A review of the record as a whole indicates to us that the conclusion of the Board was not well founded. It is obvious that the employers wanted a wage cut in order to relieve the drain of subsidization of unprofitable local moving. But the testimony does not indicate that they contended they could not meet the wage increase requested, but rather that they simply would not meet it. Where the evidence disclosed “won’t”, the Board found “can’t”.

If the employers claimed that they were unable to pay, the union had a right to be shown evidence of inability. But when the employers refused to pay, the union knew all it was entitled to know. In such a situation, further financial information from the employers’ records would be interesting and perhaps useful to the union, but not required; for such information cannot convert stubborn resolution into an excuse for failure to grant a wage increase or provide the basis for mutual bargaining concessions occasioned by a common understanding of financial plight.

We hold the Board’s conclusion that the bargaining impasse between the union and the employers was speciously created by the employers’ refusal, inconsistent with their duty to bargain in good faith, to give the union financial data is unsupported by substantial evidence on the record as a whole.

On oral argument, counsel for the Board suggested that if we did not uphold the Board in its conclusions that the employers’ conduct prior to March 10, the refusal to furnish data and the unilateral wage decrease, constituted unfair labor practices, we could yet conclude that the employers’ refusal to furnish the union with financial data after the April meetings was a failure to bargain in good faith.
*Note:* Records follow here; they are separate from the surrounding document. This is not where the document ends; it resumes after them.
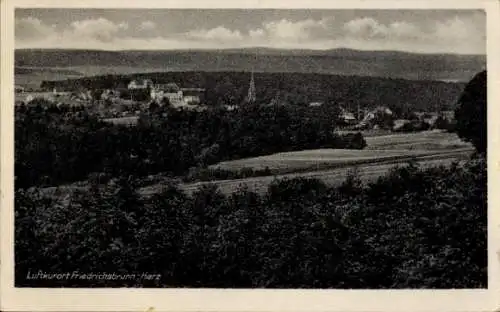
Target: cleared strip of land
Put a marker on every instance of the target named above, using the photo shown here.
(367, 172)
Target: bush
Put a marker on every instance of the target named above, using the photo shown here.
(414, 228)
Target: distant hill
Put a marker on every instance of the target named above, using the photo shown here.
(389, 64)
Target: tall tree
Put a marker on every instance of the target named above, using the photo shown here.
(471, 112)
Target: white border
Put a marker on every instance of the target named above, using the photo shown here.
(246, 300)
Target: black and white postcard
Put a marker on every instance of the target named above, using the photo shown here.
(262, 156)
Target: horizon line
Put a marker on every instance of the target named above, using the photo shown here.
(256, 47)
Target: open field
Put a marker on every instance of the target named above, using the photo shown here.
(366, 172)
(383, 148)
(32, 77)
(426, 140)
(321, 159)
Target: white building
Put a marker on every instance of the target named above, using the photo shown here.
(175, 95)
(135, 84)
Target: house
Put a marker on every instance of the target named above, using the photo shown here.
(193, 95)
(144, 84)
(348, 118)
(177, 96)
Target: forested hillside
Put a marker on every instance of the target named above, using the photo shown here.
(337, 61)
(295, 88)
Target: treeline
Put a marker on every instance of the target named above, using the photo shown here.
(413, 228)
(54, 145)
(230, 88)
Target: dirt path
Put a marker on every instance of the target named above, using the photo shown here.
(367, 172)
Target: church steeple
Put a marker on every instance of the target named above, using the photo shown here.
(252, 97)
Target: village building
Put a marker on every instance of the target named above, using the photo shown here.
(144, 84)
(176, 96)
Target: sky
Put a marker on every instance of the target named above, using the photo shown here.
(421, 31)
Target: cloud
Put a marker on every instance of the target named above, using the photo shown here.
(219, 33)
(147, 25)
(99, 29)
(367, 27)
(32, 28)
(454, 35)
(286, 30)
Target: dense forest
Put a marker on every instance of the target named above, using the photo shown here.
(413, 228)
(56, 145)
(230, 88)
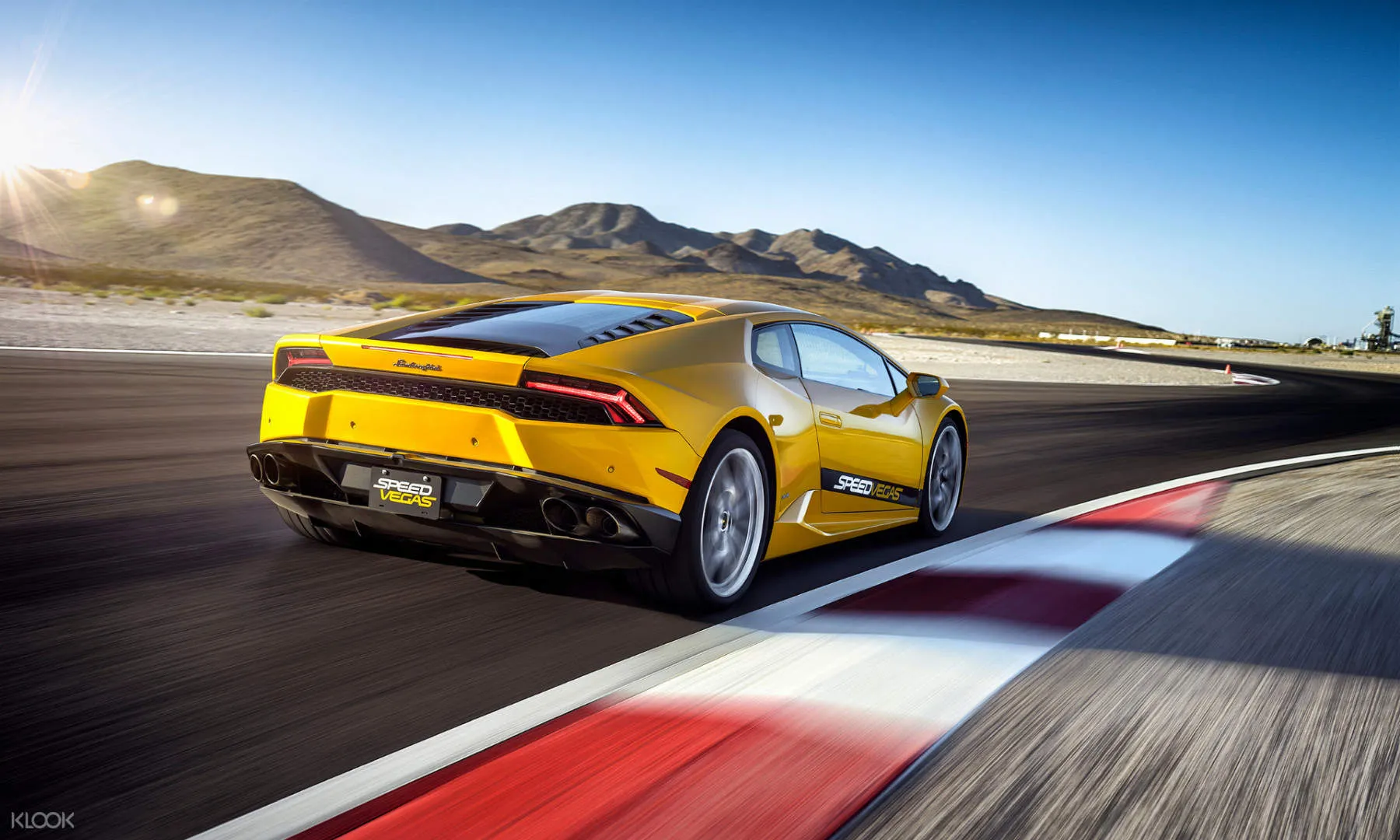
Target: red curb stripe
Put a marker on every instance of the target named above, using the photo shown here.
(1024, 598)
(1182, 511)
(342, 824)
(671, 769)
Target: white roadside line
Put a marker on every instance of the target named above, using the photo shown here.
(138, 352)
(320, 803)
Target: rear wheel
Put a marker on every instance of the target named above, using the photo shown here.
(943, 485)
(311, 530)
(724, 531)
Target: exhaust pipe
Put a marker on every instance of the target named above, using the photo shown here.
(563, 516)
(609, 525)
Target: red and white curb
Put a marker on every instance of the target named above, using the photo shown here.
(783, 723)
(1237, 378)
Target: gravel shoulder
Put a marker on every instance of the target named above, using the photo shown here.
(1370, 363)
(964, 360)
(1249, 691)
(45, 318)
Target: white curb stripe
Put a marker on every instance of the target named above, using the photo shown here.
(136, 352)
(320, 803)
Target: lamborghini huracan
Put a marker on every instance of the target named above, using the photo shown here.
(681, 439)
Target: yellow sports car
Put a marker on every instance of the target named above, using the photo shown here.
(682, 439)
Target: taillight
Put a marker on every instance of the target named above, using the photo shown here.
(622, 408)
(289, 357)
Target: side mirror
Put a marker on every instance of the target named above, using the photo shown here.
(926, 385)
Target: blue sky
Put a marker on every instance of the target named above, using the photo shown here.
(1230, 168)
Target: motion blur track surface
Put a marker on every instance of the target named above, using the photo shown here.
(173, 657)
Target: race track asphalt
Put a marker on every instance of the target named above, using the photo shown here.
(171, 656)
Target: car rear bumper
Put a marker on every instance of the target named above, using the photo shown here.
(328, 482)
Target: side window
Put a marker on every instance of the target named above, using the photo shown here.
(836, 359)
(773, 348)
(898, 378)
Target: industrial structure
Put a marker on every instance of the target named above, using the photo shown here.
(1381, 336)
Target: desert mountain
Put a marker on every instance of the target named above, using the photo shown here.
(798, 254)
(460, 229)
(138, 215)
(138, 223)
(602, 226)
(13, 250)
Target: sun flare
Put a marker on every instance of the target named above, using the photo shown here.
(19, 142)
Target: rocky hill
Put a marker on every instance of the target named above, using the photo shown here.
(147, 220)
(797, 254)
(143, 216)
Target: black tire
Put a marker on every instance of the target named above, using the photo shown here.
(929, 520)
(322, 534)
(679, 581)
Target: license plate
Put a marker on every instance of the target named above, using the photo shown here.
(402, 492)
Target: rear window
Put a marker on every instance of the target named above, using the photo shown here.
(535, 328)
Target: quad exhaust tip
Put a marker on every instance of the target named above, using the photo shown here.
(563, 516)
(608, 524)
(594, 521)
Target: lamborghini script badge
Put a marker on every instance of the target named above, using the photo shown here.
(418, 366)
The union strike, then, would yet be an unfair labor practice strike and protected.

This suggestion would have been appropriate had our reservation to the Board’s conclusions been dependent on a finding that the union had not made a clear and specific request for financial information prior to March 10. Concluding, as we have, that the employers legitimately refused, under the circumstances of this case, to reveal financial information, it is not necessary to examine the union requests, which, in any event, we assumed to have been properly made. If the refusal to give financial data was proper prior to March 10, the record does not reveal any subsequent change which would have manifestly made the refusal improper thereafter.

Furthermore, the record indicates that the assumption that there was- a refusal to give financial information after the April requests is weak. It appears rather that when the union struck, the employers contemplated giving the union the information it desired, provided the union could insure that the information would be treated confidentially. Substantial evidence does not support counsel’s position.

For the foregoing reasons, the petition to review and set aside the Board order under consideration will be granted and the order of the Board will not be enforced.

Petition for review granted.

Enforcement denied. 
      
      . The figures given were as follows. Out of a $4.50 per man-hour charge to the customer, it cost the employers $2.64 per hour in basic wages to employees plus $.58 per hour in fringe benefits. Labor costs were calculated at 71% of the revenue dollar. Overhead for the industry was given as 29.6% of the revenue dollar. The total cost to the employers for local moving, therefore, was claimed to be 100.6% of the revenue dollar.
     
      
      . The Board’s decision and order i ire reported at 152 NLRB No. 51.